The second column contains the frequencies with which the selected covariates occurred in the 500 selected models. Accompanying each selected covariate in the final column are the covariates from the full design matrix that had correlation coefficient magnitudes with the covariate in question greater than 0.95 and thus were excluded from the design matrix supplied to the variable selection. Colons denote interaction terms for the two covariate terms which the colon separates. Numeric superscripts denote polynomial terms for the covariate indicated by the acronym. Acronyms are expanded in Table 1.
| Covariate | Freq | Correlated Covariates |
|---|---|---|
| ECA.Nov4 | 219 | - |
| LSF3 | 139 | Slp3, TRI3, LSF4, Slp4, TRI4 |
| DVI.May | 102 | SAVI.May, NLVI.May, MNLVI.May, RDVI.May |
| WI | 100 | - |
| ECA.Feb:Slp | 95 | ECA.Feb:TRI |
| Mag.II:FPCI | 95 | - |
| SVF:Mag.IV | 94 | - |
| Slp2 | 89 | LSF:Slp, LSF:TRI, Slp:TRI, TRI:WI, TRI2 |
| ECA.Feb:SR.May | 88 | ECA.Feb:NDVI.May, ECA.Feb:SAVI.May, ECA.Feb:MSR.May, ECA.Feb:TVI.May, ECA.Feb:RDVI.May |
| LSF:SVF | 82 | LSF:VTR, SVF:Slp, SVF:TRI |
| ECA.Nov:DVI.Nov | 78 | ECA.Nov:MNLVI.Nov |
| Elev:SVF | 76 | - |
| ECA.Feb:DVI.Nov | 74 | ECA.Feb:MNLVI.Nov, ECA.Feb:RDVI.Nov |
| ECA.Nov3 | 73 | - |
| ECA.Feb:Elev | 72 | - |
Fig 2The frequencies with which covariate terms were selected across 500 selected models.
These selected models were obtained by applying the Least Angle Regression variable selection algorithm to training sets constructed by taking 35 observation subsets of a design matrix. This design matrix was produced by filtering the full design matrix to enforce a maximum permitted correlation coefficient magnitude between covariate pairs of 0.95. The curved lines (Poincaré segments) represent interaction terms between the covariates they connect. Covariate acronyms are expanded in Table 1.

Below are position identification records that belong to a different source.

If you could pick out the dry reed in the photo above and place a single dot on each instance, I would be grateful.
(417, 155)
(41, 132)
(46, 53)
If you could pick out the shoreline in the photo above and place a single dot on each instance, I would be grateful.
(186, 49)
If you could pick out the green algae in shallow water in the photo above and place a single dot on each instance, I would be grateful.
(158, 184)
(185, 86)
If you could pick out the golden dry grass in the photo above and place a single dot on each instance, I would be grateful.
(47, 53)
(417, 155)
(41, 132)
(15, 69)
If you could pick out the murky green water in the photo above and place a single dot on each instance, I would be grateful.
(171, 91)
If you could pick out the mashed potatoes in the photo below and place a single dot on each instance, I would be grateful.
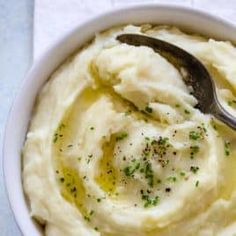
(116, 147)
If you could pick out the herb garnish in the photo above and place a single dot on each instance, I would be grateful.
(150, 201)
(121, 136)
(148, 109)
(129, 170)
(227, 148)
(197, 183)
(194, 135)
(194, 169)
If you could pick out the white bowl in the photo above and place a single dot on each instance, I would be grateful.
(186, 18)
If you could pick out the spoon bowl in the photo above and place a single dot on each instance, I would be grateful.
(194, 73)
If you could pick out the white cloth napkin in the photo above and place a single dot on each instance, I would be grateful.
(52, 19)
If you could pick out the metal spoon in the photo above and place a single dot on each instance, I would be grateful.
(196, 75)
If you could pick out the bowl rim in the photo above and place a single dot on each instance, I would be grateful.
(39, 61)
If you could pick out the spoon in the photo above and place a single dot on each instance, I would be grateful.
(193, 71)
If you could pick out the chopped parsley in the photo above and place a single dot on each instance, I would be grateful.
(55, 138)
(177, 105)
(148, 109)
(129, 170)
(150, 201)
(197, 183)
(121, 136)
(194, 169)
(232, 103)
(194, 135)
(186, 111)
(127, 113)
(149, 174)
(227, 148)
(172, 179)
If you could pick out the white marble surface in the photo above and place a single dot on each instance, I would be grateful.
(51, 20)
(15, 59)
(55, 18)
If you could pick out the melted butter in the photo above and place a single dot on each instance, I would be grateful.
(107, 175)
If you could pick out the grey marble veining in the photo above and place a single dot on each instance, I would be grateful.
(15, 59)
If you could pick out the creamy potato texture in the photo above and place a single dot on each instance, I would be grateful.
(117, 147)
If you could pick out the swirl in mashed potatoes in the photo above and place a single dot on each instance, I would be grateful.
(117, 147)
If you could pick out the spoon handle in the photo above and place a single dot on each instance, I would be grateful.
(220, 113)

Fig 3The observed soil organic carbon percentages (%SOC) at the soil core locations have been represented by the shade filling the circles located at each of the soil core sample locations.

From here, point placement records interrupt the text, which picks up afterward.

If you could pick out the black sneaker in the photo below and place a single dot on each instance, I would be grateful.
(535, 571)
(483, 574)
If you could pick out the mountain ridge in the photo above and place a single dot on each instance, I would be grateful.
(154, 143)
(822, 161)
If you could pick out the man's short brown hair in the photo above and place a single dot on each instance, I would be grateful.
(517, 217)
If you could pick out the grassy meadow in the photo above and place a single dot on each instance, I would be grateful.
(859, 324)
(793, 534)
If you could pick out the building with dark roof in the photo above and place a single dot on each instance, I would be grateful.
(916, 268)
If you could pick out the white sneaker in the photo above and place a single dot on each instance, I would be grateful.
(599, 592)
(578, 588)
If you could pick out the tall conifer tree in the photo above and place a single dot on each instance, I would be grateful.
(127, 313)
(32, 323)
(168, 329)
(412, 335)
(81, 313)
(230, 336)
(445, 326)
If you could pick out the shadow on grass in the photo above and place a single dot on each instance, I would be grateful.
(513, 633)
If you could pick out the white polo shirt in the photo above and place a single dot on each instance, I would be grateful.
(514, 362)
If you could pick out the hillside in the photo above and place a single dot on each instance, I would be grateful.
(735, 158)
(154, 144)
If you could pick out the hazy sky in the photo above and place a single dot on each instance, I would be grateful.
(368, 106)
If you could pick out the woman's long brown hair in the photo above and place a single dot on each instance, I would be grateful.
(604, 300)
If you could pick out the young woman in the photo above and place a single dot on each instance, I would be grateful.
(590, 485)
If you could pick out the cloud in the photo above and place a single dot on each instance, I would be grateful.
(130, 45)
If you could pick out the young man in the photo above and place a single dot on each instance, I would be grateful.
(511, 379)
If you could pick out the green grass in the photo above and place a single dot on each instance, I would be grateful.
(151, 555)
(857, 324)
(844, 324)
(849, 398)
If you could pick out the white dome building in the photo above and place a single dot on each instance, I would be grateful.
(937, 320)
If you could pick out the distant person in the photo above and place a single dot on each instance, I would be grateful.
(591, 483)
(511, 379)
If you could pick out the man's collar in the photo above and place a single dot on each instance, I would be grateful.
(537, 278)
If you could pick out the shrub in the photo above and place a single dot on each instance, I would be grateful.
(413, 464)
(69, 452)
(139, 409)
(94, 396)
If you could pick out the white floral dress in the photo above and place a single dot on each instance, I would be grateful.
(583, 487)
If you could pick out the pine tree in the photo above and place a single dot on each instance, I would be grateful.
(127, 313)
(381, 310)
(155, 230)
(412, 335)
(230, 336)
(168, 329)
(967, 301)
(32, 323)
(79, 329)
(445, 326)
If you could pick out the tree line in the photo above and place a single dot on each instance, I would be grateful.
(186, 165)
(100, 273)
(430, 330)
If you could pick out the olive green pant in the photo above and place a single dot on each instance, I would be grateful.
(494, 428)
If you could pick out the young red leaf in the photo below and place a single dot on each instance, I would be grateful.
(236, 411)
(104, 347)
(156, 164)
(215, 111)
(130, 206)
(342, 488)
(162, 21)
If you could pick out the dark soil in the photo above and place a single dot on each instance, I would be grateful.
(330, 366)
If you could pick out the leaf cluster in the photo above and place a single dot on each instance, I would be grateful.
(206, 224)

The observed %SOC values have been represented with the same grey scale as the predicted %SOC values and associated uncertainties in the rasters. (a) The sum of the covariate based predictions and the predictions from the model for the spatial component of the errors from the covariate based model. The more westerly pixel annotated with a vertical cross represents a predicted %SOC value of 17.92 and the more easterly pixel annotated with a vertical cross represents a predicted %SOC value of 9.54. (b) The uncertainty estimated to accompany the %SOC predictions. The three pixels annotated with vertical crosses represent estimates of the uncertainty associated with the model-averaged predicted %SOC values of 20.57, 21.66 and 43.66 units on the predicted %SOC scale. The estimated uncertainty of 43.66 being the most westerly of these three pixels and the estimated uncertainty of 20.57 being the most northerly of these three pixels.